# Consciousness reduces to Material States?



## Craig (Mar 6, 2008)

I've been seeing a number of atheists say this lately...

They'll say that material gives rise to consciousness and explain that this is where we get logic and morality.

To me, it would seem that neither logic nor morality would be *neccessary*.

How would you address this atheistic assertion?


----------



## VictorBravo (Mar 6, 2008)

Craig said:


> I've been seeing a number of atheists say this lately...
> 
> They'll say that material gives rise to consciousness and explain that this is where we get logic and morality.
> 
> ...



It still requires a "leap of faith" to believe that immaterial thoughts must conform to material behavior.


----------



## Craig (Mar 6, 2008)

My conclusion...thus far is that if consciousness arises from the material....

Then different physiologies can/will produce different consciousnesses...most atheists would agree seeing that we don't seem to share consciousness....and according to them, it is here (consciousness) that logic and morality arise. Since it is the case that each person has a different consciousness, verified by the fact that different people come to different conclusions on just about everything...there is no way to establish one conclusion as being better than another...

No epistemological claim would be justifiable. Rather than establishing logic and morality as objective, it destroys their universality.

*I think* that is a pretty good critique...but would like to hear other's ideas since we seem to have a good number of apologetical gurus.


----------



## Zenas (Mar 6, 2008)

If the material gives rise to consciousness, then it cannot, if that is true. If we don't share consciousness; and we don't, and those consciousnesses have arisen from the material seperately, then the logical conclusions and moral rules set forth are either A. Inherant in nature; or B. Subjective to the person.

They must abandon A because this is not the case; conscious animals such as dogs or cats are not bound to the same mores as humans; therefore B is the only viable conclusion. If B is the only viable conclusion, then if the original statement is true, and B is true, the original statement is false because it is an objective statement and only the subjective is allowed, according to option B.


Yet another self-defeating argument. Way to go blind of this world.

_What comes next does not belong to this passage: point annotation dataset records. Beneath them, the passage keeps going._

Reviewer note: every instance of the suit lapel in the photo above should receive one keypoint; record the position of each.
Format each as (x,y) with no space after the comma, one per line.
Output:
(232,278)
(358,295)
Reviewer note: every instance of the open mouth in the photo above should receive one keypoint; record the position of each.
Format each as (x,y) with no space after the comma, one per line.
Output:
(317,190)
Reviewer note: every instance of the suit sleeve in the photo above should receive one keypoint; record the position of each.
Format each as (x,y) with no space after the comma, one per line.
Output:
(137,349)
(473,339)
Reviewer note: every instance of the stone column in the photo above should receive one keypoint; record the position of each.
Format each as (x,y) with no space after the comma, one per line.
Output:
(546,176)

When these people put forth arguments to explain the objective and how it came into being, they will always offer an objective, universal rule that claims everything is not objective and universal, but subjective and particular. Every. single. time. Never fails. The contradiction inherant in espousing that though should be obvious. Reduce the argument to these terms and then dispose of it like the intellectual garbage that it is.


----------



## Pergamum (Mar 6, 2008)

Being just a bundle of chemicals sure makes love less romantic and immaterial ideals such as valor, integrity and care for others to be buffoon's traits.

Pity mankind. The animals have it so much better.


----------